I asked for guidance and was sincere in my request. But there are cobwebs forming on the keyboard and the tick, tick, tick of the clock on the wall is beginning to tick me off, no pun intended.

Ever waited on God? Of course you have. Who hasn’t?

There could be any number of reasons why the Lord hasn’t provided me with a blog topic yet, but knowing my shortcomings as well as I do, I suppose it could have to do with patience. You see, I don’t have any.

Well, I guess I must have a little, otherwise my head would have burst by now and sprayed angry juice over everything.

In  meetings I want to strangle those who don’t get to the point. At the store I burn with anger when the line doesn’t go fast enough. And driving, oh my, driving is where my impatience spews out like lava out of a volcano.

In fact, this may surprise you, but in my experience everyone on the road is an idiot. Except for me, of course. And their mistakes? Well, I’ve never been guilty of committing them myself, at least not that I’d admit.

Ohhhhhhhh, crud. I think I’ve just stumbled upon a topic for today’s blog: Impatience and a short fuse.

Can you believe how sneaky God is? I never saw this coming. I just started writing and then…..this.

All right, fine, I guess I’ll go with it. Let me start with the obvious: I’m not like my heavenly Father. Unlike me He’s patient, and unlike me, He’s got a long fuse.

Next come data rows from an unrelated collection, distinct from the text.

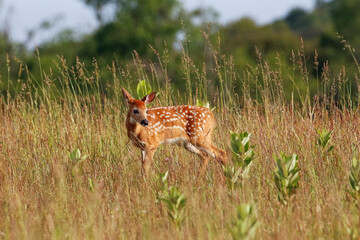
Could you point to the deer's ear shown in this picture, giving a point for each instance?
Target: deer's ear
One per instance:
(149, 98)
(127, 95)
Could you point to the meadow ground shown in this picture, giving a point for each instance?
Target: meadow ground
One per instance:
(45, 194)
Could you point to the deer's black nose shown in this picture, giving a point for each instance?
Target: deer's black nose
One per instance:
(144, 122)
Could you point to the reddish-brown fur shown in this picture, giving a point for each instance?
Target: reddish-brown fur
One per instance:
(188, 126)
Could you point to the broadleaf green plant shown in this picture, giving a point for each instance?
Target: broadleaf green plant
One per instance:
(286, 176)
(323, 140)
(242, 157)
(175, 202)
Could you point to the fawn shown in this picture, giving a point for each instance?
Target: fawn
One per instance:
(187, 126)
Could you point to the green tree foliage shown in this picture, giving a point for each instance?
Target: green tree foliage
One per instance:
(346, 18)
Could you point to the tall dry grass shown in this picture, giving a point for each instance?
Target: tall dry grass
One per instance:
(44, 194)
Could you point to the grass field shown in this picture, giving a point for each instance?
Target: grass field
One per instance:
(47, 194)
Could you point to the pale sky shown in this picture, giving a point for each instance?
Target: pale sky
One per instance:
(24, 15)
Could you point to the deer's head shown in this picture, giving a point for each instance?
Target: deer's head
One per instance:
(137, 108)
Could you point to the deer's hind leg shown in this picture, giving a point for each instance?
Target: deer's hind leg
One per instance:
(147, 156)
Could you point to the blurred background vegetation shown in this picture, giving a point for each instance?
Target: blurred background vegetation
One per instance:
(164, 35)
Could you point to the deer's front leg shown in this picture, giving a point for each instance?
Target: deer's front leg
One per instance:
(147, 156)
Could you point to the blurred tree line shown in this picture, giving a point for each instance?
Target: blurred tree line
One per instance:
(164, 27)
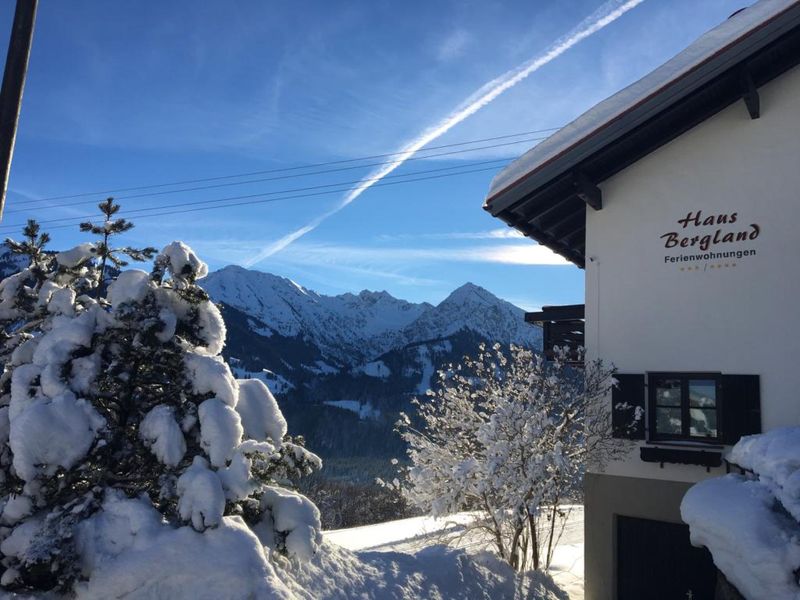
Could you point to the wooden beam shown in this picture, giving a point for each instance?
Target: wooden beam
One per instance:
(587, 191)
(567, 312)
(19, 49)
(750, 94)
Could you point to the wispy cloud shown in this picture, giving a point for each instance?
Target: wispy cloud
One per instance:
(604, 16)
(509, 254)
(504, 233)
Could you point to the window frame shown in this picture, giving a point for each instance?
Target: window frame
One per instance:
(685, 378)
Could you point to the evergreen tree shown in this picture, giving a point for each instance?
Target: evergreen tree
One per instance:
(113, 387)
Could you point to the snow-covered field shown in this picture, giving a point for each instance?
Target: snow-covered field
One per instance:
(411, 536)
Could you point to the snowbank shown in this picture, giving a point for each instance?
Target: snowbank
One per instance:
(132, 554)
(775, 456)
(434, 572)
(750, 524)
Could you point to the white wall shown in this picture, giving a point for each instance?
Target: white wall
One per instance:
(645, 315)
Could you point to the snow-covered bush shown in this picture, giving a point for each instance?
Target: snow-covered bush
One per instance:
(508, 435)
(751, 523)
(122, 428)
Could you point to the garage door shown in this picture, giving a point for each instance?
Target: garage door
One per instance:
(655, 561)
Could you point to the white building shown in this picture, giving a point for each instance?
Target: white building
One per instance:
(680, 197)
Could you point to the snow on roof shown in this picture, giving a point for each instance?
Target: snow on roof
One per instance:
(725, 36)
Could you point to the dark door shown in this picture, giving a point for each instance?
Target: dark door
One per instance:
(655, 561)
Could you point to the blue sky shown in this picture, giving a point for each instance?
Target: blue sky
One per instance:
(125, 94)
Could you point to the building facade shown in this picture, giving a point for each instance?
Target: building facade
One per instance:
(680, 197)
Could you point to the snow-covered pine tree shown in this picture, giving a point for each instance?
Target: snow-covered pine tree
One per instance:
(113, 388)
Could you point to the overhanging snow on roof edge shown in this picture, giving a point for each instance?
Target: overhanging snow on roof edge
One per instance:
(680, 87)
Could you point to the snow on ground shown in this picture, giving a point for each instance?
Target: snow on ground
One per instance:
(364, 411)
(376, 368)
(427, 369)
(277, 383)
(414, 535)
(435, 573)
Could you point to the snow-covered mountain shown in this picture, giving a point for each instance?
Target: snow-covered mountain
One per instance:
(351, 329)
(349, 363)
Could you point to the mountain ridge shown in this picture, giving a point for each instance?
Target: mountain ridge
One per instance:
(351, 328)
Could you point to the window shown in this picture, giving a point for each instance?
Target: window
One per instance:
(685, 406)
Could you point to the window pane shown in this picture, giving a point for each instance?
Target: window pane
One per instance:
(668, 392)
(703, 422)
(668, 420)
(703, 393)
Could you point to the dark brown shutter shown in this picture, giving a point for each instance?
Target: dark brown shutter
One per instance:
(626, 397)
(741, 407)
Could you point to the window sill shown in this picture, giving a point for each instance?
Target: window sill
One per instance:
(682, 456)
(687, 444)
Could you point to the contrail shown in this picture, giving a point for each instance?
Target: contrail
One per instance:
(603, 16)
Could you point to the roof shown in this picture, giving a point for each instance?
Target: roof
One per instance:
(544, 193)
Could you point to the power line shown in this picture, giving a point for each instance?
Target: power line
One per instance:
(301, 167)
(250, 181)
(138, 211)
(267, 200)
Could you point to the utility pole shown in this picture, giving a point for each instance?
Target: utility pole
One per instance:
(19, 50)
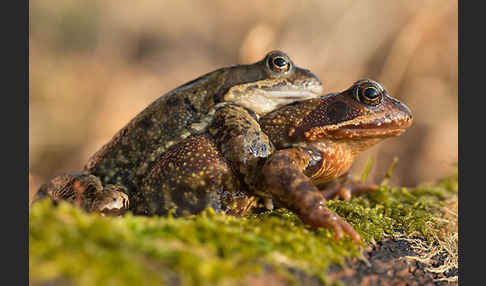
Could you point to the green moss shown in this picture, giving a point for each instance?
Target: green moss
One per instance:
(69, 245)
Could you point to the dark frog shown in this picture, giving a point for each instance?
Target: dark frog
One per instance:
(315, 142)
(188, 110)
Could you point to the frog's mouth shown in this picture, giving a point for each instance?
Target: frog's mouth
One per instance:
(355, 131)
(371, 130)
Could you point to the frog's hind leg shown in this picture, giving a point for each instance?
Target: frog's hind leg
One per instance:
(345, 187)
(189, 177)
(286, 181)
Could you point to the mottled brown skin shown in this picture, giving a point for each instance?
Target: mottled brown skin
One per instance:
(316, 139)
(188, 111)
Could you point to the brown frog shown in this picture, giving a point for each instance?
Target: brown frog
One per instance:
(316, 139)
(188, 110)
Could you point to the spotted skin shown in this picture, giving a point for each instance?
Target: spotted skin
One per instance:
(308, 149)
(188, 178)
(190, 108)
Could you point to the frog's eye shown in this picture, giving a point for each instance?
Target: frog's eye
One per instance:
(369, 94)
(279, 63)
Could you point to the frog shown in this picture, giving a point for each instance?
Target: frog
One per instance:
(189, 109)
(314, 144)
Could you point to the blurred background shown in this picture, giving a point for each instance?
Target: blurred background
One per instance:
(95, 64)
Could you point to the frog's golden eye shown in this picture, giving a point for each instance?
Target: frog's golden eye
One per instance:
(369, 94)
(279, 63)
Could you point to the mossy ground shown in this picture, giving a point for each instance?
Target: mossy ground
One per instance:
(70, 246)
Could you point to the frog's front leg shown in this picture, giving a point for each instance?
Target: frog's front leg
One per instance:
(286, 175)
(345, 187)
(243, 144)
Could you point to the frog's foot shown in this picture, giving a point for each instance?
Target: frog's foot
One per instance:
(345, 192)
(112, 201)
(321, 216)
(76, 188)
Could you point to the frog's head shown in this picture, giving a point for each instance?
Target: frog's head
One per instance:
(270, 83)
(111, 201)
(362, 115)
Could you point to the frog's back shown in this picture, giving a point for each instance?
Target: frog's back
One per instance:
(165, 122)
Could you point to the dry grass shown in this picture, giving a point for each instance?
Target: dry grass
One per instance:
(445, 244)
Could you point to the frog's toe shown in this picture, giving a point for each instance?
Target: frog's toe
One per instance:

“But do not forget this one thing, dear friends: With the Lord a day is like a thousand years, and a thousand years are like a day. The Lord is not slow in keeping his promise, as some understand slowness. He is patient with you, not wanting anyone to perish, but everyone to come to repentance.”1

The above verses are talking about why the Lord hasn’t returned yet. And why hasn’t He? Because He’s “patient with” those on earth who haven’t repented of their sins yet. He’s putting up with them, hoping they’ll eventually make Jesus their Lord and Savior.

In my case, He waited patiently during 35 years of gross sin and unbelief before I finally came to my senses. He could have smited me any number of times, but didn’t. Unlike me, He kept His cool.

And so, here I am covered in sackcloth and ashes, guilty of impatience and a short temper. While I’ve had some fun with the topic, I recognize how destructive—and sinful—it is. And how destructive—and sinful—I can be.

So what about you? Are you impatient like me? Do you have anger problems like me?

If so, then you need to deal with it.  Like me, you need to confess it as sin and strive to be more like your heavenly Father.

Am I sorry now that I asked God for a blog topic? Yep. I’m guessing you are, too.

Yet, here we are. So let’s make the necessary life changes. And let’s be a little impatient about it, shall we?